Twee faculteiten kennen hogere rendementscijfers dan het jaar daarvoor: EL gaat van 12,1 naar 20 procent dat de propedeuse in één jaar haalt en BSK van 17,7 naar 22 procent - wat overigens nog aan de lage kant is. TO scoort het hoogst met 42,1 procent, op de voet gevolgd door TN met 40,2 procent. Sterke dalers zijn CT (van 40,6 naar 34 procent) en TW (van 29,3 naar 20 procent).
Belangrijkste aanbeveling in het verslag is dat behalve aan de individuele begeleiding via het mentoraat ook systematisch aandacht moet worden geschonken aan het leren van studievaardigheid. Bovendien is begeleiding in de zelfstudie nodig om de student in de P-fase een zelfstandige studiehouding bij te brengen, vindt het ECO.

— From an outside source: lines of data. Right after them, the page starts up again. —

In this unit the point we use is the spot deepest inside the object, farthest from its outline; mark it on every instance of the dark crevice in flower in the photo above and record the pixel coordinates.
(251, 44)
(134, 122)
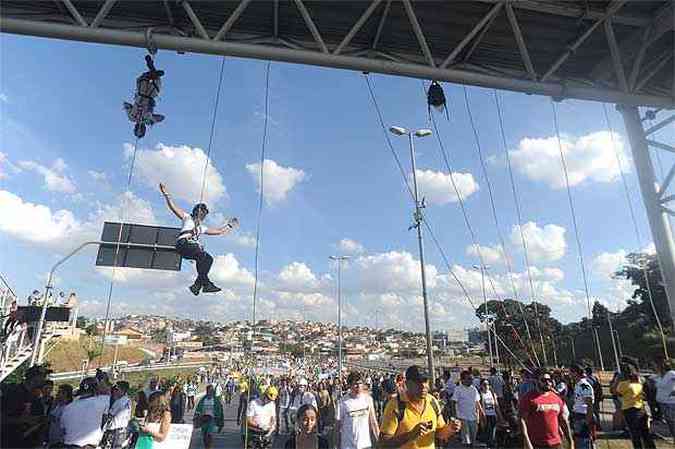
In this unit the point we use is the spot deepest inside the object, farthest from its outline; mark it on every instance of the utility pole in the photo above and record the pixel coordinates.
(339, 260)
(418, 219)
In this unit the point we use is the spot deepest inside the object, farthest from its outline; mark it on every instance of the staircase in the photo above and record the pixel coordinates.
(16, 347)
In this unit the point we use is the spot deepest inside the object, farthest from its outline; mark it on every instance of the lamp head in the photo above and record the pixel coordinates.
(398, 131)
(423, 133)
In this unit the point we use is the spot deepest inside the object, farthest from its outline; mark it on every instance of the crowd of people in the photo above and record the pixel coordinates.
(306, 405)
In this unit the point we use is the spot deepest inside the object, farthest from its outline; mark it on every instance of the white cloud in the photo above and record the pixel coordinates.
(492, 255)
(589, 158)
(297, 277)
(34, 222)
(544, 244)
(437, 187)
(226, 270)
(181, 168)
(54, 178)
(279, 180)
(350, 247)
(605, 264)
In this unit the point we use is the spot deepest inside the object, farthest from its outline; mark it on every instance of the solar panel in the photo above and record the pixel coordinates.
(156, 254)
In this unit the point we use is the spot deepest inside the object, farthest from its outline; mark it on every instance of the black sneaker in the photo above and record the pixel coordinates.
(210, 288)
(194, 288)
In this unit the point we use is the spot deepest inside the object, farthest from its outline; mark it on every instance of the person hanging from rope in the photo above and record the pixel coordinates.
(187, 242)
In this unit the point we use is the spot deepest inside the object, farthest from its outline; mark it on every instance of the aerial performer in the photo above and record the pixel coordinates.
(142, 111)
(187, 241)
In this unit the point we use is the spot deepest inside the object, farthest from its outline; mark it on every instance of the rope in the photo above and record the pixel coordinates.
(213, 130)
(261, 198)
(636, 228)
(574, 216)
(519, 215)
(467, 222)
(125, 201)
(495, 218)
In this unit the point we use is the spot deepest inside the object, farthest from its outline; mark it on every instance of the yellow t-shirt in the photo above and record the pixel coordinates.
(630, 394)
(391, 426)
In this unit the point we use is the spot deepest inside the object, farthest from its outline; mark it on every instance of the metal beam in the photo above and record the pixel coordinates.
(660, 145)
(75, 13)
(476, 42)
(656, 67)
(568, 9)
(661, 124)
(105, 9)
(616, 56)
(357, 26)
(520, 40)
(383, 19)
(666, 181)
(661, 23)
(637, 62)
(195, 20)
(418, 33)
(310, 24)
(312, 57)
(615, 6)
(230, 20)
(451, 57)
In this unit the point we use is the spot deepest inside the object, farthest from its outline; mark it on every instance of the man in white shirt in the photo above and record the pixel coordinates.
(467, 408)
(82, 419)
(261, 414)
(665, 395)
(355, 416)
(582, 411)
(118, 417)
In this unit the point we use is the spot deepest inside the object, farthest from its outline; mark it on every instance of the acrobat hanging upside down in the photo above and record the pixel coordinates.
(142, 111)
(187, 242)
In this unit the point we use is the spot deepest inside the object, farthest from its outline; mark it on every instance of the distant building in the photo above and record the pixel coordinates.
(475, 335)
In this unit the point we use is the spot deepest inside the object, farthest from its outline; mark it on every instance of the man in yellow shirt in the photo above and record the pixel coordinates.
(413, 420)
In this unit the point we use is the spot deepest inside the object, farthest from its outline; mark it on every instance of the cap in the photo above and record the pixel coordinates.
(416, 374)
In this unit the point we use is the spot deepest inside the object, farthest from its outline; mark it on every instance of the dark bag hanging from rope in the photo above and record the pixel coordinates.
(436, 98)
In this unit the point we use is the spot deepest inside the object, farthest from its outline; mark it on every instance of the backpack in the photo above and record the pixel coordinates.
(400, 408)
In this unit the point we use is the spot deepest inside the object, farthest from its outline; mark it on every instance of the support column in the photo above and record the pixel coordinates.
(658, 219)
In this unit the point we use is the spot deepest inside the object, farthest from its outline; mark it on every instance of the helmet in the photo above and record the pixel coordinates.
(272, 393)
(199, 207)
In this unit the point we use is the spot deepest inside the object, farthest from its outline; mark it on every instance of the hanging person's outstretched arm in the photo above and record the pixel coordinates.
(180, 213)
(231, 224)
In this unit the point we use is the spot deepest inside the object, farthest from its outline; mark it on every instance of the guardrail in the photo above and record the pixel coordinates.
(128, 369)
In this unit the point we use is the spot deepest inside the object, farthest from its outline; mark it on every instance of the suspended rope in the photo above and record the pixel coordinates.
(636, 228)
(213, 130)
(574, 223)
(261, 202)
(495, 218)
(519, 216)
(407, 184)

Het totale P-rendement ligt bij de meeste faculteiten tussen de 60 en 70 procent. Uitschieters naar boven zijn CT (76,5), TBK (ook 76,5) en TO (77,4). Gemiddeld haalt tweederde de propedeuse binnen twee jaar. `Het is wenselijk dat dit percentage al vóór januari van het tweede studiejaar wordt behaald', vindt het ECO. `Het werken voor het P-diploma in het tweede verblijfsjaar heeft namelijk een remmende invloed op het studietempo in de D1-fase.'
Daarom wil het ECO met name voor de categorie `verwevers', die in het eerste jaar meer dan 70 procent van de vakken heeft gehaald, een jaarprogramma opstellen van 42 studiepunten, bestaande uit P- en D-vakken. (…)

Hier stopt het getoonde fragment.